Runtime Analysis of a Heavy-Tailed $(1+(λ,λ))$ Genetic Algorithm on Jump Functions
This work addresses the difficulty of parameter tuning in evolutionary algorithms for combinatorial optimization problems like jump functions, offering an instance-independent solution that is incremental but practical.
The paper tackles the problem of optimizing jump functions with the (1+(λ,λ)) genetic algorithm by proposing a random parameter selection from a power-law distribution to avoid instance-specific tuning, achieving performance close to the best instance-specific parameters with an O(n log(n)) factor loss.
It was recently observed that the $(1+(λ,λ))$ genetic algorithm can comparably easily escape the local optimum of the jump functions benchmark.

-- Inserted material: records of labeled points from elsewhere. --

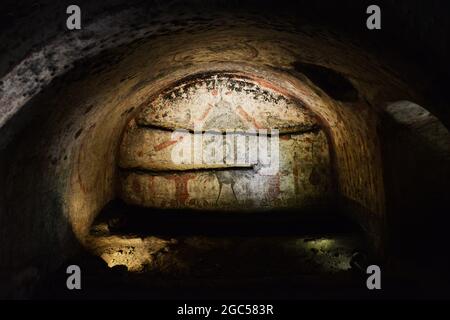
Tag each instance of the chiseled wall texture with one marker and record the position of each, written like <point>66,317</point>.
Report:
<point>62,167</point>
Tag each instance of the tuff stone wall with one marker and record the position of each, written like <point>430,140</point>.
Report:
<point>61,168</point>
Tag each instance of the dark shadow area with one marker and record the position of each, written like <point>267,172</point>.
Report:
<point>333,83</point>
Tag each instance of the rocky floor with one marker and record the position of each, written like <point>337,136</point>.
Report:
<point>184,255</point>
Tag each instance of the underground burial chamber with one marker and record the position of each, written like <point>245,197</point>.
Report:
<point>91,162</point>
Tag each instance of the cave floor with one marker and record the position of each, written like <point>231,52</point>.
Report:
<point>137,254</point>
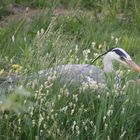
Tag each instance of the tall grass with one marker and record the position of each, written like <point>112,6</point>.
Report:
<point>46,109</point>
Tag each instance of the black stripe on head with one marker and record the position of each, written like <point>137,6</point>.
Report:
<point>101,55</point>
<point>120,53</point>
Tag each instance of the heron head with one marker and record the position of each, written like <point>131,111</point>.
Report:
<point>118,54</point>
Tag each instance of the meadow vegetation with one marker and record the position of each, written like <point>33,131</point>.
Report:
<point>40,109</point>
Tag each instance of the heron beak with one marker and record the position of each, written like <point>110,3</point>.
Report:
<point>132,65</point>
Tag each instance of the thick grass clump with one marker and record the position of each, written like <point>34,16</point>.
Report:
<point>43,108</point>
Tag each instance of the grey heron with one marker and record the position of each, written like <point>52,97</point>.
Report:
<point>84,73</point>
<point>79,73</point>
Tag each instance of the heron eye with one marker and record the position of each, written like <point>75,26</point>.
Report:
<point>122,58</point>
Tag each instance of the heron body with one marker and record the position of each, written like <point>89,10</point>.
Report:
<point>79,73</point>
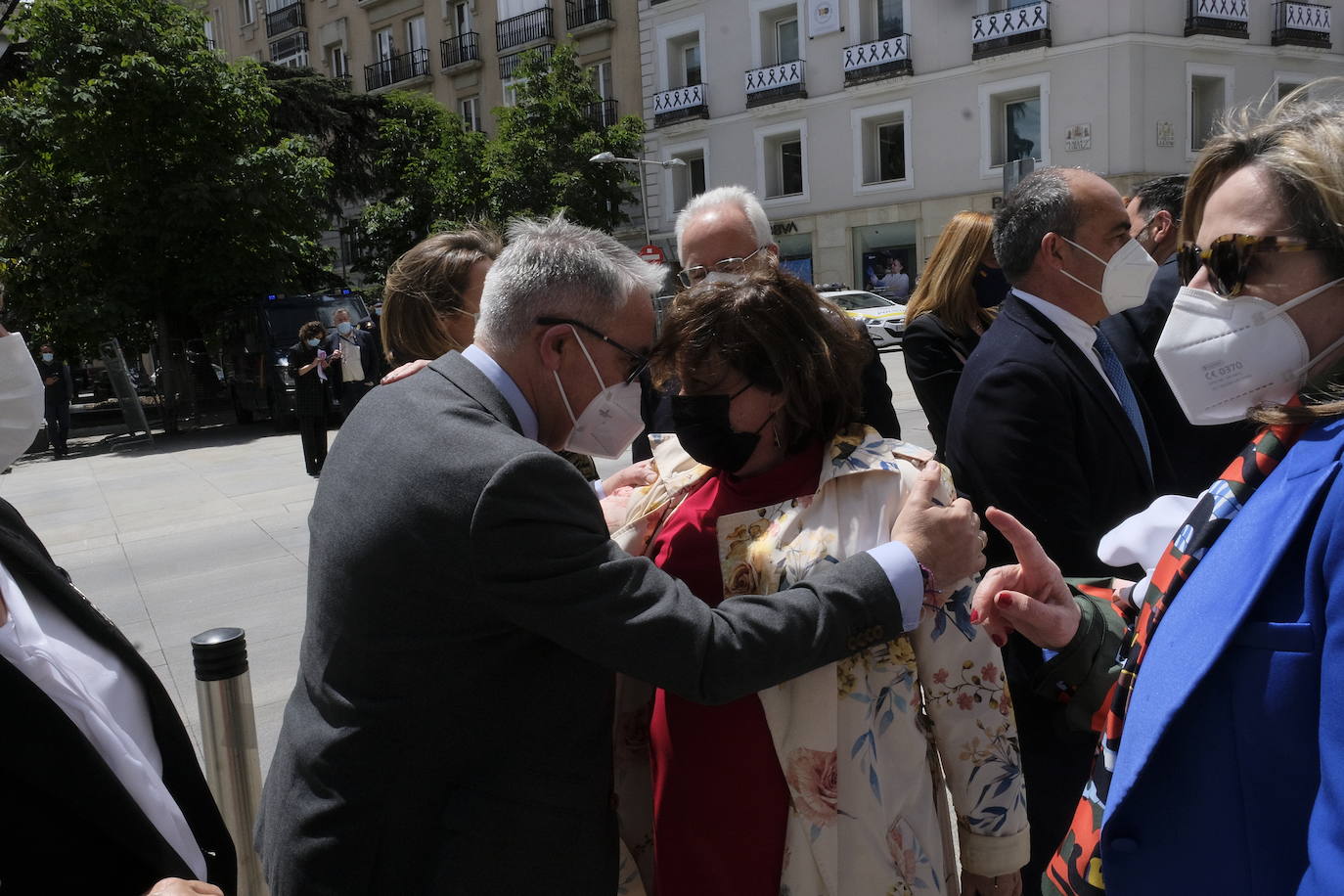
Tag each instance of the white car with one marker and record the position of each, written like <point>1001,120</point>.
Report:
<point>884,320</point>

Consequently, this algorithm can optimize the jump function with jump size $k$ in an expected runtime of only $n^{(k + 1)/2}k^{-k/2}e^{O(k)}$ fitness evaluations (Antipov, Doerr, Karavaev (GECCO 2020)). To obtain this performance, however, a non-standard parameter setting depending on the jump size $k$ was used. To overcome this difficulty, we propose to choose two parameters of the $(1+(λ,λ))$ genetic algorithm randomly from a power-law distribution. Via a mathematical runtime analysis, we show that this algorithm with natural instance-independent choices of the distribution parameters on all jump functions with jump size at most $n/4$ has a performance close to what the best instance-specific parameters in the previous work obtained. This price for instance-independence can be made as small as an $O(n\log(n))$ factor. Given the difficulty of the jump problem and the runtime losses from using mildly suboptimal fixed parameters (also discussed in this work), this appears to be a fair price.